UPDATED 14:45 EDT / JULY 27 2017

BIG DATA

Teradata revenues plunge, but brightened outlook cheers investors

Teradata Corp., the company that helped to invent big data, is continuing to struggle to come to terms with big data’s success.

The data warehousing vendor today reported a steep drop in revenue, to $513 million in the second quarter, down 9 percent from adjusted revenues of $564 million a year ago and 14 percent from total revenues before a divestiture.

The results slightly missed analyst estimates. Earnings per share of 22 cents were in line with analyst estimates but far off the 71 cents per share the company reported a year earlier. Sales of product and cloud services plunged 32 percent, although services revenues held steady, staving off what could have been a much worse report.

The company took a particularly big hit in the Americas region, where quarterly revenue dropped 17 percent to $271 million. International revenues actually improved slightly.

Teradata sweetened the news by issuing somewhat improved expectations for the year. It said 2017 revenues look to be down between 5 and 7 percent from last year after adjusting for the divestiture. Previously, it had said sales could be down as much as 10 percent. “Teradata expects its fourth quarter results to be much stronger than what is expected for the third quarter, even after being seasonally adjusted,” the company said in a statement.

Investors liked that, bidding up Teradata shares 9 percent in early trading.

There are indications the vendor is turning the corner from an exclusive reliance on license sales to a more balanced annuity model. Teradata said it’s seeing “good momentum” in its transition to a more subscription-based business. Annual recurring revenue continues to increase, the company said, without citing specifics.
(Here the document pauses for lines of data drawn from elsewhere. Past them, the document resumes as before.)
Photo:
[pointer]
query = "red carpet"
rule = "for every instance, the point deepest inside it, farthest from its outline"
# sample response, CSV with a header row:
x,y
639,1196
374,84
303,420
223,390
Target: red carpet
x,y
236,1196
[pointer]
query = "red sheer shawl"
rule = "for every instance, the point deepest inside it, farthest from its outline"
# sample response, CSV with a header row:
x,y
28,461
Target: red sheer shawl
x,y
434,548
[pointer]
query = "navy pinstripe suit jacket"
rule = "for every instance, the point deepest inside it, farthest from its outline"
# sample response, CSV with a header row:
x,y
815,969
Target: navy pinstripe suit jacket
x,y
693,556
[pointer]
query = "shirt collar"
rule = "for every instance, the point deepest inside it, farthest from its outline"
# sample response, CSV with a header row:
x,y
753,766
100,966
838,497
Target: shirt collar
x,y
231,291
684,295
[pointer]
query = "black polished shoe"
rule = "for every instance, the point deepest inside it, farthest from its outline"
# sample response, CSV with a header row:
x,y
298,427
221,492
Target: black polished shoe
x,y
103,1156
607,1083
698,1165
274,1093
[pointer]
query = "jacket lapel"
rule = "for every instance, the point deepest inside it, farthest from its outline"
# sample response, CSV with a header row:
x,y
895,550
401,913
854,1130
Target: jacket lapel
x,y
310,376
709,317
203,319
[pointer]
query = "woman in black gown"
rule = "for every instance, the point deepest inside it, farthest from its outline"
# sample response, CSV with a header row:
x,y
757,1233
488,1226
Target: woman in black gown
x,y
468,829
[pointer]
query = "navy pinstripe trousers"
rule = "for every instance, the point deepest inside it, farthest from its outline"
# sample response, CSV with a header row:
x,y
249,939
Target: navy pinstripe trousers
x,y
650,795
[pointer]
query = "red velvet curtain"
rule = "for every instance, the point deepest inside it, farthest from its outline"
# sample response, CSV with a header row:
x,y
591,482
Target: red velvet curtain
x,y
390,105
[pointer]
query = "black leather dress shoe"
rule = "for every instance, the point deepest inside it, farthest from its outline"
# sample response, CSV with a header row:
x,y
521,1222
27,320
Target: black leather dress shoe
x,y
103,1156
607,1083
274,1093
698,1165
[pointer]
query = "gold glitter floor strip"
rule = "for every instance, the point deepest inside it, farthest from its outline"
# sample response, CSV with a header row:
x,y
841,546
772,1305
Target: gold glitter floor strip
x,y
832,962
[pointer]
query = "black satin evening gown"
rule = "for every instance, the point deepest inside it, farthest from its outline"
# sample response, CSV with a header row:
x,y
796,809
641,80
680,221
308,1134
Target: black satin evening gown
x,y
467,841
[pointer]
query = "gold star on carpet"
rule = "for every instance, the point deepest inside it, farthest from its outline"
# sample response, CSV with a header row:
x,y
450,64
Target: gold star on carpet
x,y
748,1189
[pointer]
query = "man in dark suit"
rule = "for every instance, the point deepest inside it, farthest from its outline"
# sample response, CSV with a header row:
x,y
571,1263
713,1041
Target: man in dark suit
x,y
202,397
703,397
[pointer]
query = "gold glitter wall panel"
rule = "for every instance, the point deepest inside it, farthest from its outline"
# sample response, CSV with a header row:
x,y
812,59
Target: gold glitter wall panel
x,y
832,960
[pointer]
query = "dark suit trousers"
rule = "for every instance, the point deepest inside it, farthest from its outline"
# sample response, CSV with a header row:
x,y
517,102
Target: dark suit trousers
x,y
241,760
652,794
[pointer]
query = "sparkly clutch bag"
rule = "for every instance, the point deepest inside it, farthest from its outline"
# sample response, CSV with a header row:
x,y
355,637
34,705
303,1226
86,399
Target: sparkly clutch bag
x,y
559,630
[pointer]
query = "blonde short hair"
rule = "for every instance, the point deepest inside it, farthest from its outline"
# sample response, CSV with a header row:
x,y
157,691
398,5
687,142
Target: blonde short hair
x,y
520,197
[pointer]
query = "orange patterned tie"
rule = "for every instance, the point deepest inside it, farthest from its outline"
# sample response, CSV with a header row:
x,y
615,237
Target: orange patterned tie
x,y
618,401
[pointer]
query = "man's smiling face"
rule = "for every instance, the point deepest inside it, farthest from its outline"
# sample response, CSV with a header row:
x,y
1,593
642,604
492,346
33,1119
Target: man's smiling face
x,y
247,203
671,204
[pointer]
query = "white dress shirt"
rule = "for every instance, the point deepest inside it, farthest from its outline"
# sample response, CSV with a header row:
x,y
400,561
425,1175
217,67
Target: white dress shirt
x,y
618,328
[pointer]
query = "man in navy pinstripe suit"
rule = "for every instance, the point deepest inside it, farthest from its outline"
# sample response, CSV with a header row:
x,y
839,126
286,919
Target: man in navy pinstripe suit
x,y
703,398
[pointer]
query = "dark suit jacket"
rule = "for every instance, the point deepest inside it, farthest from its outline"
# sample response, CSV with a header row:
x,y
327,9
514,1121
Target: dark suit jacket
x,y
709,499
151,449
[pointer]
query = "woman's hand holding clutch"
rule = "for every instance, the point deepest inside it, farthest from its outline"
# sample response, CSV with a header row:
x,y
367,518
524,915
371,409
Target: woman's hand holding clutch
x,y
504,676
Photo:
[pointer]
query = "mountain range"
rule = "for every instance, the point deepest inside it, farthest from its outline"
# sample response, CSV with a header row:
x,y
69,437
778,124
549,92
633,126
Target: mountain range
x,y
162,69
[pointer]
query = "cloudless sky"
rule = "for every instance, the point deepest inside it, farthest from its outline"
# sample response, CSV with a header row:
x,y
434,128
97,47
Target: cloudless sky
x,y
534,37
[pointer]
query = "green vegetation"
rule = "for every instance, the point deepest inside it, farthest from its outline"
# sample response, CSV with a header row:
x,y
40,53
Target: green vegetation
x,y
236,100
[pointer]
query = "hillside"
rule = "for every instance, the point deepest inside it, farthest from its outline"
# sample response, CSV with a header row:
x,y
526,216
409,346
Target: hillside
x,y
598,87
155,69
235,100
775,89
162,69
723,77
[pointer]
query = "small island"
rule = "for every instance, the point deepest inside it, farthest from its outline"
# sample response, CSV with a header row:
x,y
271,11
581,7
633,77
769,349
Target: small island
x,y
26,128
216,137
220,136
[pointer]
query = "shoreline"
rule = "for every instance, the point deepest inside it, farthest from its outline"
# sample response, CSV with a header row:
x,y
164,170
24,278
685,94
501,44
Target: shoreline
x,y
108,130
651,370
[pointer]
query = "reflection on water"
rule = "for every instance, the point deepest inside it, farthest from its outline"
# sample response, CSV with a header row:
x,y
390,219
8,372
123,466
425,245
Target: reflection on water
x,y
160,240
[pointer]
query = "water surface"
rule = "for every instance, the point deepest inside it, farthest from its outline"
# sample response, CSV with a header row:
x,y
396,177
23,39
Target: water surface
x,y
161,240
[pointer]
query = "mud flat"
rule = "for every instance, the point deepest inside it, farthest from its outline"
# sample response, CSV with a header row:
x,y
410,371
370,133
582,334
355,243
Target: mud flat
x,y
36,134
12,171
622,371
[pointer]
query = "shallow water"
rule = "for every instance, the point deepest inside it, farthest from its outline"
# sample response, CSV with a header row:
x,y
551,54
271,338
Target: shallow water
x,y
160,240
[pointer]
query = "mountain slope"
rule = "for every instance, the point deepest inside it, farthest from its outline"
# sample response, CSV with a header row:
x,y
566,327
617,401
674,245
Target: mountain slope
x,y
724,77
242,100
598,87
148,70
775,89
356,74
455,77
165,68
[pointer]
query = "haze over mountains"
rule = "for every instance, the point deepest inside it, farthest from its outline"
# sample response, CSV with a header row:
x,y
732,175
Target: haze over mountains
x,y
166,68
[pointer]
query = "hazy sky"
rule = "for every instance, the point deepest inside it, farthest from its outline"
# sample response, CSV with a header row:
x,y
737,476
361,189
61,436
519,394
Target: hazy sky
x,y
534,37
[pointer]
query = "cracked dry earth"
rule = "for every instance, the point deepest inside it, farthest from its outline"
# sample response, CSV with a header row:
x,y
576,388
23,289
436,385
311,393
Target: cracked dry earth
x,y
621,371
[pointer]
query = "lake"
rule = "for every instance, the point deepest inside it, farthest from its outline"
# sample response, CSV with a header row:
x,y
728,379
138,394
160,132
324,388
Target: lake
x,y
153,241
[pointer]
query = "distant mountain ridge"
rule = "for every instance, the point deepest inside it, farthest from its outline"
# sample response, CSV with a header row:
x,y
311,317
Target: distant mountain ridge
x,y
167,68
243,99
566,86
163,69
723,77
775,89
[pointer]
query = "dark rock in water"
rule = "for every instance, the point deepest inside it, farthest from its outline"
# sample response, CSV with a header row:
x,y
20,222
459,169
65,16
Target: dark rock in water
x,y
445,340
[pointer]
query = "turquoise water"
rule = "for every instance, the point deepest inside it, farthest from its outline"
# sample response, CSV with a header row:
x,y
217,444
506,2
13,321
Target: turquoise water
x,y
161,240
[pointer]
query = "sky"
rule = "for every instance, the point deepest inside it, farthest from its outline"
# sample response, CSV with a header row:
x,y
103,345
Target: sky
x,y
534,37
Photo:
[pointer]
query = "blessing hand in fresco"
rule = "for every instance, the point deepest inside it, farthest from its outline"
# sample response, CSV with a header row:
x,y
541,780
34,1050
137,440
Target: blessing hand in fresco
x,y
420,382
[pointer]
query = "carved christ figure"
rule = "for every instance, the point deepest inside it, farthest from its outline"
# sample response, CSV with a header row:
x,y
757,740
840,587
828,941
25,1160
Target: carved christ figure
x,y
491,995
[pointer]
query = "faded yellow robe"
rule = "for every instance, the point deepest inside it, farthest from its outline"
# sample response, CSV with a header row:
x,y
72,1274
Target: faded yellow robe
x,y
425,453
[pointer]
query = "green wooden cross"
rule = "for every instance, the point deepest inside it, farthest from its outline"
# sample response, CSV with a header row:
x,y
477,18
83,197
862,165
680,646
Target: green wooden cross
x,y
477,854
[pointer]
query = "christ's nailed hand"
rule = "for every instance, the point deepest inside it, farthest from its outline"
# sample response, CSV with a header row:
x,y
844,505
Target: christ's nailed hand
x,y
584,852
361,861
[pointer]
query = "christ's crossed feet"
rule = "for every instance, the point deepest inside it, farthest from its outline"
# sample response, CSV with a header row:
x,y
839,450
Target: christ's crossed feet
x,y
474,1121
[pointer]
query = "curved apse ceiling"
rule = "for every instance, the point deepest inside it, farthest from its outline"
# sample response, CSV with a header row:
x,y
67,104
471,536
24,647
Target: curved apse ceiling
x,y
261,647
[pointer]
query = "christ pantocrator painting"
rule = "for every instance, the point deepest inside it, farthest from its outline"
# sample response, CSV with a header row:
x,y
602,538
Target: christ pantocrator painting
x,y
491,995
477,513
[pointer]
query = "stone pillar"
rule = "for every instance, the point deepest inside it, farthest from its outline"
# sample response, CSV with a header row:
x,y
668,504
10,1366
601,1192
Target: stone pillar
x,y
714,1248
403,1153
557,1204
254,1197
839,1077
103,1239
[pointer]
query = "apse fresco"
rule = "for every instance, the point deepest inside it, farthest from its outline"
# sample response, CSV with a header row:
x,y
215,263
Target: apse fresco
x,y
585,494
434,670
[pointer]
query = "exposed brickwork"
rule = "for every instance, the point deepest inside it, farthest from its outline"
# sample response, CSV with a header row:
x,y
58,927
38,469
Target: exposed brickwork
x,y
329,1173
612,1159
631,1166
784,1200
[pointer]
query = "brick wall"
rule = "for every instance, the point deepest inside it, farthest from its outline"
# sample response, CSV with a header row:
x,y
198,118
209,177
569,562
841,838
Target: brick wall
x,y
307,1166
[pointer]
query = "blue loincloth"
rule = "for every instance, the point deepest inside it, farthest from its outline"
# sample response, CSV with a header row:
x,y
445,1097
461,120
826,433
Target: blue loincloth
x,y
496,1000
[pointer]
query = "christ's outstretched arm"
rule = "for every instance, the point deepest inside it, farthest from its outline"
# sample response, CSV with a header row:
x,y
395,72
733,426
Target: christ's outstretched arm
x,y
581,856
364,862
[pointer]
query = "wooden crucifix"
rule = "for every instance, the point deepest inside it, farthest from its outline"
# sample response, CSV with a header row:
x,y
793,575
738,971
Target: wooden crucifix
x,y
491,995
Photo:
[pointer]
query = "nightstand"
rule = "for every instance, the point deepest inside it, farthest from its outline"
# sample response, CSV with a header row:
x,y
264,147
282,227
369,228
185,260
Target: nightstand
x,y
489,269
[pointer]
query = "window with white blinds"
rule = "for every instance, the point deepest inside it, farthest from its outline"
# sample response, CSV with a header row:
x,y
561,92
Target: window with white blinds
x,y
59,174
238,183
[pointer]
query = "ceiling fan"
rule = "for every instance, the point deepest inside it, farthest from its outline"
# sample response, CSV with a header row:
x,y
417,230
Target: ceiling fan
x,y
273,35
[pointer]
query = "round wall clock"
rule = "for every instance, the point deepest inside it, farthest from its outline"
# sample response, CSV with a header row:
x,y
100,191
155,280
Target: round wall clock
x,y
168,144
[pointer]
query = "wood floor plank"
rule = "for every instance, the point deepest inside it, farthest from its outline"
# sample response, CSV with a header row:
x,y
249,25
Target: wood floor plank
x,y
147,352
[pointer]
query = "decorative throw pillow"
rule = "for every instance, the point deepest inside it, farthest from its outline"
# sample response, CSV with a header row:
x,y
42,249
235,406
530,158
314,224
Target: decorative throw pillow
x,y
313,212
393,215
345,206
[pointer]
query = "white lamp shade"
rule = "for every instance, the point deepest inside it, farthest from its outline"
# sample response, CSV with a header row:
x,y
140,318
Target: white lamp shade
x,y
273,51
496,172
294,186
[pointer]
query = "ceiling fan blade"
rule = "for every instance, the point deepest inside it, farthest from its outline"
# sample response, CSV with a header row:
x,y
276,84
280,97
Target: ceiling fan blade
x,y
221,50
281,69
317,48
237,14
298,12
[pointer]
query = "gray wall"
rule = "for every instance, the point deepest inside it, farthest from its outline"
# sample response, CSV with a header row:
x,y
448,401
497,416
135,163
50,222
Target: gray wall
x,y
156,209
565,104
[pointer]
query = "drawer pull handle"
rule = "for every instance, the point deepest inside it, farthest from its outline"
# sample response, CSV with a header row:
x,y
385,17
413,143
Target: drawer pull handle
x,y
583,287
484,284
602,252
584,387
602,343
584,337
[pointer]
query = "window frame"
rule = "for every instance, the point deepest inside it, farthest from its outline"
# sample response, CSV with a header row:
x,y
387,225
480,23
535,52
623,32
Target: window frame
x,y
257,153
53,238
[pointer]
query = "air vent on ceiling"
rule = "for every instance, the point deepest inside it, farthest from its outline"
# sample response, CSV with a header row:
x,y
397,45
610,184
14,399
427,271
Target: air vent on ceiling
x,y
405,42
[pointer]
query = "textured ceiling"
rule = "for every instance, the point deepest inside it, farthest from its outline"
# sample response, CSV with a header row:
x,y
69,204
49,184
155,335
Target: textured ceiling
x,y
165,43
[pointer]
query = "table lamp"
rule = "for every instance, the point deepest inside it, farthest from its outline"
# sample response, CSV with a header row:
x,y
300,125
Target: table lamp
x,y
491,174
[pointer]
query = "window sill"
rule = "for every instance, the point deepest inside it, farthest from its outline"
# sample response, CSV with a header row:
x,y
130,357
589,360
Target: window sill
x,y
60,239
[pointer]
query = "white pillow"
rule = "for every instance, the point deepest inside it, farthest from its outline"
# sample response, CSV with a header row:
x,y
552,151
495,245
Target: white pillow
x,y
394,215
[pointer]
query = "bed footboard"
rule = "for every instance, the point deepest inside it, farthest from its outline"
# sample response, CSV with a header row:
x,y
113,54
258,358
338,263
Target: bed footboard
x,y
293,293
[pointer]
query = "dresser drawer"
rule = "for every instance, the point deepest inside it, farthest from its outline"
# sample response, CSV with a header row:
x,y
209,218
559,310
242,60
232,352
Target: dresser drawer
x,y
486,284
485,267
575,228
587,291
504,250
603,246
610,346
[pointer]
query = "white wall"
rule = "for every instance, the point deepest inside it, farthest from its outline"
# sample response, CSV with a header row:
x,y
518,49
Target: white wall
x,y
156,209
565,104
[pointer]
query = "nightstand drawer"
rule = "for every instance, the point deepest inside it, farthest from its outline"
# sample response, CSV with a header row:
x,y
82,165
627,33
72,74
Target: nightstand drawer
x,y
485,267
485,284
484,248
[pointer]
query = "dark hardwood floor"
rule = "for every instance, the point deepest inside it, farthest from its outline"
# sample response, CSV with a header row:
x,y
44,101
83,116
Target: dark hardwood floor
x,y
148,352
The new subscription offerings are intended to “provide customers with greater choice and make it easier for them to buy and to grow with Teradata,” Vic Lund, president and chief executive (pictured), said in a statement.

Tough to pivot

Teradata has been hit harder than most technology firms by the surging popularity of big data. Suppliers of the open-source big data processing framework Hadoop often use price-per-terabyte cost comparisons to Teradata data warehouses to illustrate their order-of-magnitude cost advantages, but most experts agree that it’s an apples-to-oranges comparison. Hadoop is tuned for managing large pools of unstructured data, but warehouses still excel at processing structured records. Research has consistently shown that information technology organizations aren’t abandoning their warehouses for Hadoop, although they prefer to house new workloads there.

Teradata long ago gave up the battle against low-cost open-source platforms and has welcomed them instead. In a trip report last year, Wikibon analyst George Gilbert noted that Teradata is stressing analytics over warehousing, and is working to make its platform work harmoniously with other big data tools. “Teradata displayed a surprising embrace of the new world of big data,” Gilbert wrote. Wikibon is a sister company of SiliconANGLE.

Pivoting the business requires going through all the pain that other legacy giants have endured, including reduced reliance on large contracts, short-term revenue declines and cultural disruption. Gilbert, for one, thinks the company is up to the challenge.

Teradata “will increasingly face metered cloud pricing that’s further pressured by open source alternatives,” he wrote. “But it’s clear from the analyst event that Teradata now understands that’s a transition it has to make.”